Метро 2033: Холодное пламя жизни (Калинкина, Врочек) - страница 72

Про чертов монастырь чертовых сумасшедших, оккупировавших тот самый берег, Морхольд знал немного. Но в одном никто из рассказчиков ни разу не ошибся: там не терпели мутантов. Чуть что не так – ошейник, цепь, лопату, кирку, метлу в руки – и вперед, от темна до темна, изо дня в день. Сподобился накосячить – на правеж, к стене вязали и секли хлыстами. Хлысты тут, на реке, делали лютые, из соминых усов – длинные, гибкие, усеянные мелкими шипами-наростами. Видел Морхольд следы от них – у кого на плечах, у кого на спине, а пару раз – и на мордах. Не лицо – бревно, болгаркой обтесанное пьяными руками, рытвина на рытвине.

Паренек, выслушав, усмехнулся. Хорошо так, зло и мечтательно.

– Чо скалишься, шелупонь? – поинтересовался Морхольд.

– Радуешь ты меня, дядя, вот и улыбаюсь, смекаешь?

– А ты не дурачок часом, родной, радоваться незнакомому мужику? Или ты того, из этих, женских прелестей не любящи?

– А в хлебало?

– Да запросто, – сказал Морхольд и выдал запрошенное. Любимой левой рукой, с обычным результатом – ноги лодочника мелькнули над пристанью, и тот ляснулся в воду.

– Вопросы есть? – поинтересовался Морхольд у фыркающего и лезущего не на берег, а за ножом Ерша. – Или желаете и дальше упражняться в красноречии и неуважении к возрасту с сединами?

– Ну… – парень выбрался на берег ловко, и не подумав оскользнуться. – Вообще можно, но что-то от замечания в ухе стреляет. Тоже так хочу.

– Бонусом научу, как все сделаем.
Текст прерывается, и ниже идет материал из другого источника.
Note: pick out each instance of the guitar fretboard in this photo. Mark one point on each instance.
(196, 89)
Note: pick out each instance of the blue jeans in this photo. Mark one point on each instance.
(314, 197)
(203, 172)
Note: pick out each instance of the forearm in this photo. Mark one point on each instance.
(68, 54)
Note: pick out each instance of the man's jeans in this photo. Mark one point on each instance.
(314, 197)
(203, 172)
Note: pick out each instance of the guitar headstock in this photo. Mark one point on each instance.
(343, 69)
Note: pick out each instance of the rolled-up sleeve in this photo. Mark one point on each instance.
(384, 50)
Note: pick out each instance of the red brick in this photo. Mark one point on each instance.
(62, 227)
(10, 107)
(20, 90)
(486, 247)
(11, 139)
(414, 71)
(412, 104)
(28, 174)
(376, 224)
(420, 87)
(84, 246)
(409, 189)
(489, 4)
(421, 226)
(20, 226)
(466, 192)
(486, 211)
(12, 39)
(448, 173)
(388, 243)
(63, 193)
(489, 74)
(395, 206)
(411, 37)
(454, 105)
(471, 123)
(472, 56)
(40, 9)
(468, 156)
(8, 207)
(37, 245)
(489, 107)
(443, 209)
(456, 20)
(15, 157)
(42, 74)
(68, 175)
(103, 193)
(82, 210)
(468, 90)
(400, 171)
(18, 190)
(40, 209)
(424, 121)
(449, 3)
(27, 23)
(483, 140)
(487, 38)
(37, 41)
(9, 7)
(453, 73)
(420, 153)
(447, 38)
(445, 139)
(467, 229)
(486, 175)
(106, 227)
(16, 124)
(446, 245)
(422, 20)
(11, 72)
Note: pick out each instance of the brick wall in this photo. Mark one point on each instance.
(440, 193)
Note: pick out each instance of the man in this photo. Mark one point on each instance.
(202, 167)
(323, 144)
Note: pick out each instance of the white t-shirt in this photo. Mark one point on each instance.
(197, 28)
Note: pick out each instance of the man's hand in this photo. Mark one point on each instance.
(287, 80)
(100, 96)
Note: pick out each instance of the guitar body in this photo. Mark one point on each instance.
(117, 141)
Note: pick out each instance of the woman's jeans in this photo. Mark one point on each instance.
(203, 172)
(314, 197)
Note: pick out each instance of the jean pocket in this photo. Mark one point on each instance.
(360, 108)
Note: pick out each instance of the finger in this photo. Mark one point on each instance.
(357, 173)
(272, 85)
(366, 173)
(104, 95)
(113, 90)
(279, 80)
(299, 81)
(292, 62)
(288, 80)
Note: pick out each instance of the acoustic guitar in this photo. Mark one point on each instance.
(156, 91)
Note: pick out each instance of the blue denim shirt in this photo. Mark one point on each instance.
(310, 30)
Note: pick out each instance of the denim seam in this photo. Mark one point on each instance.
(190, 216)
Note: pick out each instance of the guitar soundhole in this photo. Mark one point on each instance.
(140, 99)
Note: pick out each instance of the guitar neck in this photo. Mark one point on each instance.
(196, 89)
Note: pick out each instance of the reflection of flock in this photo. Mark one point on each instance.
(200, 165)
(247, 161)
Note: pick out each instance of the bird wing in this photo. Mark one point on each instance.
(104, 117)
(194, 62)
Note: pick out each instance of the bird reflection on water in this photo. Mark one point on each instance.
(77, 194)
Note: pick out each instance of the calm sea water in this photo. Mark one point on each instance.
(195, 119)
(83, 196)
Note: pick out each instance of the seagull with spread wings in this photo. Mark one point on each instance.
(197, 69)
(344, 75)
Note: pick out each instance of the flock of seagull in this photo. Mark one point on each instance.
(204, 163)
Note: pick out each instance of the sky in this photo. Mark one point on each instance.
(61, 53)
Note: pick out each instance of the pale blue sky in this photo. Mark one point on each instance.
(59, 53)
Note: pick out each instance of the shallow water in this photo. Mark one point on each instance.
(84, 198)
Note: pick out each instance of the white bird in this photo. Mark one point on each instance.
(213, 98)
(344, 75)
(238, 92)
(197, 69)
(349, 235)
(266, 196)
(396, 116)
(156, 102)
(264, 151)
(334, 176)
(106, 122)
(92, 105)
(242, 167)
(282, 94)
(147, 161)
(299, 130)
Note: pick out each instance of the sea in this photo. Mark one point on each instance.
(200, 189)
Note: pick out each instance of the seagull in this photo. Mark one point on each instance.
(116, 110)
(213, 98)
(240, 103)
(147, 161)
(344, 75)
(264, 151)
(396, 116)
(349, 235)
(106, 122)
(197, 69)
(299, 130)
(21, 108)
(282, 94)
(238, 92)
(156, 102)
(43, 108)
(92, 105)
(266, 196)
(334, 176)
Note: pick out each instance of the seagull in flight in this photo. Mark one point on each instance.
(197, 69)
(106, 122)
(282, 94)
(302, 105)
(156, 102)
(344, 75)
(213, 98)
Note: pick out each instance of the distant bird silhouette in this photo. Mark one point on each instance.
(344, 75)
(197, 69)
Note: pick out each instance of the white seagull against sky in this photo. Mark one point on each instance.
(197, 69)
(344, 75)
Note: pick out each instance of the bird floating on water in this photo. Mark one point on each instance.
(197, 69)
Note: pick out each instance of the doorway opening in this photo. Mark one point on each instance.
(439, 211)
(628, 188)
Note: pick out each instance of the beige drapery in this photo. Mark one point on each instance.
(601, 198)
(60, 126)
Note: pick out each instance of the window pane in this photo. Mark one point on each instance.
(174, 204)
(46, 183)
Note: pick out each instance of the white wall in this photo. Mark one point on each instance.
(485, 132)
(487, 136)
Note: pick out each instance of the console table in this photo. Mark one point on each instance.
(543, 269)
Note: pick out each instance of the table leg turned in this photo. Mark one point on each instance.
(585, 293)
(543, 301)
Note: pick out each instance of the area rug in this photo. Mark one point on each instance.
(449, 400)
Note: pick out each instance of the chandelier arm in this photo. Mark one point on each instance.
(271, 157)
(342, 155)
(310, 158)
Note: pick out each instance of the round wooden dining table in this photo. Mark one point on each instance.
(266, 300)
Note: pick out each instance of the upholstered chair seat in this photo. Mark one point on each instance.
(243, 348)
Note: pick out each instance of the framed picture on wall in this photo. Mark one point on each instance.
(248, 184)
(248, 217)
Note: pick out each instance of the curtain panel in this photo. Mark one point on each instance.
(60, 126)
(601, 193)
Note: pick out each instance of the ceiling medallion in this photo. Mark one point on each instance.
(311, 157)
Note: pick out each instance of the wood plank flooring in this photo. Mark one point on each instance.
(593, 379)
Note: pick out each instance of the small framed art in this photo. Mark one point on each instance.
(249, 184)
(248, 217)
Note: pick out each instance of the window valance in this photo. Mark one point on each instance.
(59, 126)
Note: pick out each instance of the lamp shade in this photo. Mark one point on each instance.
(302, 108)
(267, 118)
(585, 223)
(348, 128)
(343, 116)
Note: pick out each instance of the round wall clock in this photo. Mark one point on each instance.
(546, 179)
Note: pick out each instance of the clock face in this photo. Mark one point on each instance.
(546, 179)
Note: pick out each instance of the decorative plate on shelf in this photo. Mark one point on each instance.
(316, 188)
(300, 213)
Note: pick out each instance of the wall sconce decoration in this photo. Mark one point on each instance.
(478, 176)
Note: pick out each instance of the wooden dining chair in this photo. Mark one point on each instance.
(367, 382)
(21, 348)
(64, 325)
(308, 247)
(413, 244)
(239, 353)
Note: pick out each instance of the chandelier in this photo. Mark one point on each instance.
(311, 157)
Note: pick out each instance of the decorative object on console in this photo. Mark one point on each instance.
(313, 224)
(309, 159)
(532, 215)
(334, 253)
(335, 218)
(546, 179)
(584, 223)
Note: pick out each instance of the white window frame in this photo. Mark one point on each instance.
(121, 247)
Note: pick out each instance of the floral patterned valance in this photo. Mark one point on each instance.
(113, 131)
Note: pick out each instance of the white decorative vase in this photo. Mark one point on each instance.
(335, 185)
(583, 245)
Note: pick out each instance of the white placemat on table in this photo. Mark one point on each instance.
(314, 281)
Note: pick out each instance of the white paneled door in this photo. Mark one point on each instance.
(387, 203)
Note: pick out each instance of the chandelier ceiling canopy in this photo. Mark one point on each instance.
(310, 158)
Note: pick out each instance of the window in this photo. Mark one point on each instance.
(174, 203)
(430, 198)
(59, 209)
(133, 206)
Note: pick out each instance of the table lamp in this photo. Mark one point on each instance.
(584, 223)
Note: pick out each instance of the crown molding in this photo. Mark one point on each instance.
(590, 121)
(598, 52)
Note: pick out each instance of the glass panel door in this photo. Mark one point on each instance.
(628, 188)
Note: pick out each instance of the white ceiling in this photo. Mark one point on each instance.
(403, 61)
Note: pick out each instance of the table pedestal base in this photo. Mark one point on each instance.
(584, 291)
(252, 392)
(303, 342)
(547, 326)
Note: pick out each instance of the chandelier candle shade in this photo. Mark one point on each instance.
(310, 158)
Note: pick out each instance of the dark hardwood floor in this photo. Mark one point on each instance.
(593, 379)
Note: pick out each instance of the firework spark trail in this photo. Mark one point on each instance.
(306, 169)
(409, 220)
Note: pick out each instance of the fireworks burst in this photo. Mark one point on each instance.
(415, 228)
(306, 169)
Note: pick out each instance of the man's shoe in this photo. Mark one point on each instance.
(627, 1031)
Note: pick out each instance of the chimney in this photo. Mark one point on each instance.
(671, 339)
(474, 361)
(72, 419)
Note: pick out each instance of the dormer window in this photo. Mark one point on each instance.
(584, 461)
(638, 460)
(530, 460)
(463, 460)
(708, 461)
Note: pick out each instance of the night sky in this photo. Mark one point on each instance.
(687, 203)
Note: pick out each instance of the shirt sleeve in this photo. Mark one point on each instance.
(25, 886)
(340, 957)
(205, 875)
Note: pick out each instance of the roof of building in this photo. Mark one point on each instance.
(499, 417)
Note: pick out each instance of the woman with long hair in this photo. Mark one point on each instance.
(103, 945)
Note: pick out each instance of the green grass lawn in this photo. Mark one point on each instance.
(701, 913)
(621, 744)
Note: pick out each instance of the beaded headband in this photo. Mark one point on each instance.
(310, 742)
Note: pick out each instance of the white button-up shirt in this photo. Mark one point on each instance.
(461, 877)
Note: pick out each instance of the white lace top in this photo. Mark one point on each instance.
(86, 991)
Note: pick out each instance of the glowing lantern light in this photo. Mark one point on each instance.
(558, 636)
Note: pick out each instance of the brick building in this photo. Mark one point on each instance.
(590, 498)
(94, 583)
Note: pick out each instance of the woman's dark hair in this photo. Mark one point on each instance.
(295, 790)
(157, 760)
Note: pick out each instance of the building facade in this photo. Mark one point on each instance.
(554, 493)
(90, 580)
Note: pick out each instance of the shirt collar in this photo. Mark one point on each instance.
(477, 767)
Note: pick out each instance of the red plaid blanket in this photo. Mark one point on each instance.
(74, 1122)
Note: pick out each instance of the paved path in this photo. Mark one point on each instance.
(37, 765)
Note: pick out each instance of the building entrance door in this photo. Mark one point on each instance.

Так чего ты, шелопут непутевый, лыбился мне, как девке, что только с бани – и сразу голышом?

Ерш потер лицо справа, сплюнул на ладонь, всмотревшись в цвет слюны, и прищурился, явно пытаясь понять – как ухо работает. Потом кивнул на баул Морхольда.

– Вон там, в чемоданчике, судя по звяканью с шелестом, скобяной товар – небось, торгуешь?

– Типа того.

– А от твоих гвоздей с напильниками люди обычно себя как ощущают?

Морхольд сплюнул, понимая, что даже он сам устал трепаться.

– Обычно от моего товара люди заводят новую привычку. Помирать. Частенько, больно и некрасиво, раскидываясь мозгами, кишками и всем прочим по сторонам. Звучит пафосно, но уж как есть. Правду, юноша, говорить легко и приятно. Жестоко, мать ее, и справедливо.

– Ничего против не имею, – лодочник хмыкнул. – Особенно если такие, как братья.

– Не любишь?

Ерш хмыкнул и усмехнулся. Так жестко, что все встало на свои места окончательно.

– Они всех моих на корм рыбе пустили. Своей паскуде, представляешь? На моих собственных глазах.

О как, значит. Морхольд понимающе кивнул.

– А ты с монахами теми, выходит, работаешь? Не противно?